Мальчик жалел, что не остался с той женщиной, даже при том что батончики были на вкус как лекарство. Она хотя бы была девчонкой. Девчонки в комиксах и фильмах всегда были добрыми, а рядом с незнакомкой мальчик чувствовал, что сможет пообниматься с ней, если ему станет грустно или одиноко, но вот объятия с Усатым отпадали. Усатый походил на дядю Тито, который однажды подрался с папой из-за хоккейного матча на деньги.

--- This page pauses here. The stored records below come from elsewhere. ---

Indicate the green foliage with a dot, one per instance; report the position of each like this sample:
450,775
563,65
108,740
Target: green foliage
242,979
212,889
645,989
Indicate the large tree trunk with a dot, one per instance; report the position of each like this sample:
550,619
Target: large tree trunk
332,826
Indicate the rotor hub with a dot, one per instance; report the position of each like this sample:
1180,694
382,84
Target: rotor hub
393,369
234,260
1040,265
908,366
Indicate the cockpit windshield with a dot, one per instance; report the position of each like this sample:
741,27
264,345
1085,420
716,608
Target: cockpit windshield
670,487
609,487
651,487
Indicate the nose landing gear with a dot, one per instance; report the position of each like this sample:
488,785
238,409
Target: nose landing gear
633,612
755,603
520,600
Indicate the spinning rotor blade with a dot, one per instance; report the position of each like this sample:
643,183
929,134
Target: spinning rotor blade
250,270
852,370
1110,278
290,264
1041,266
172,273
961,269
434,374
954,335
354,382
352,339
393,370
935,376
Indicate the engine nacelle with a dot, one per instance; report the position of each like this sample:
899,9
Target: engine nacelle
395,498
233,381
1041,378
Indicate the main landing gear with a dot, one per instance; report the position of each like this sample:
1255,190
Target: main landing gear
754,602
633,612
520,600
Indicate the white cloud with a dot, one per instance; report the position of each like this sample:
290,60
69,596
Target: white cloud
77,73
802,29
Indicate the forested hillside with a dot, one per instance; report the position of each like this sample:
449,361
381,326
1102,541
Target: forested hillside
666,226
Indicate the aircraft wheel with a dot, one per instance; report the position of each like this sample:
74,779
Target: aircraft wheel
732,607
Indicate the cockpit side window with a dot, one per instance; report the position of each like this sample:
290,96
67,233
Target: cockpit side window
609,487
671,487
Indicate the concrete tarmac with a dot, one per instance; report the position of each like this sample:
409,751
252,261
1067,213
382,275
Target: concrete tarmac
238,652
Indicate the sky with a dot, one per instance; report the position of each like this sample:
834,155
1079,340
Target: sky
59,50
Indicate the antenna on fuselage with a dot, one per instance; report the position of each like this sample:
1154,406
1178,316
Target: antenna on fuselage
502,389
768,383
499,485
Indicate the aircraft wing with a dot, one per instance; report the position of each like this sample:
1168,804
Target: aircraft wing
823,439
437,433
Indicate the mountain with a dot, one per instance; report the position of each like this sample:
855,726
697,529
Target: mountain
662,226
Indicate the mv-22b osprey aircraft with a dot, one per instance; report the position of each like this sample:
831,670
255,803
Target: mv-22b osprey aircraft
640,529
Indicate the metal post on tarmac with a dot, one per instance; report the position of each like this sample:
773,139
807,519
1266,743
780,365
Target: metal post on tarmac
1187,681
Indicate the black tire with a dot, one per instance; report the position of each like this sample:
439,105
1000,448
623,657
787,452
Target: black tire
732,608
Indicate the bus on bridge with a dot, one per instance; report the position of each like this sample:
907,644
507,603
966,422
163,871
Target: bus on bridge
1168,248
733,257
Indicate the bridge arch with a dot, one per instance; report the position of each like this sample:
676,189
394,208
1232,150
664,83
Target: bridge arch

В конце концов женщина вернулась и собрала пакет с вкусняшками — виноградом, белым тортом и бутербродиками размером с малявку. Кроме того она дала маленькие круглые часы и сказала, когда короткая стрелка покажет на двенадцать, мальчик вернется к своей семье. Сейчас короткая стрелка была на единице и двигалась очень медленно; она светилась в темноте машины, что было прикольно.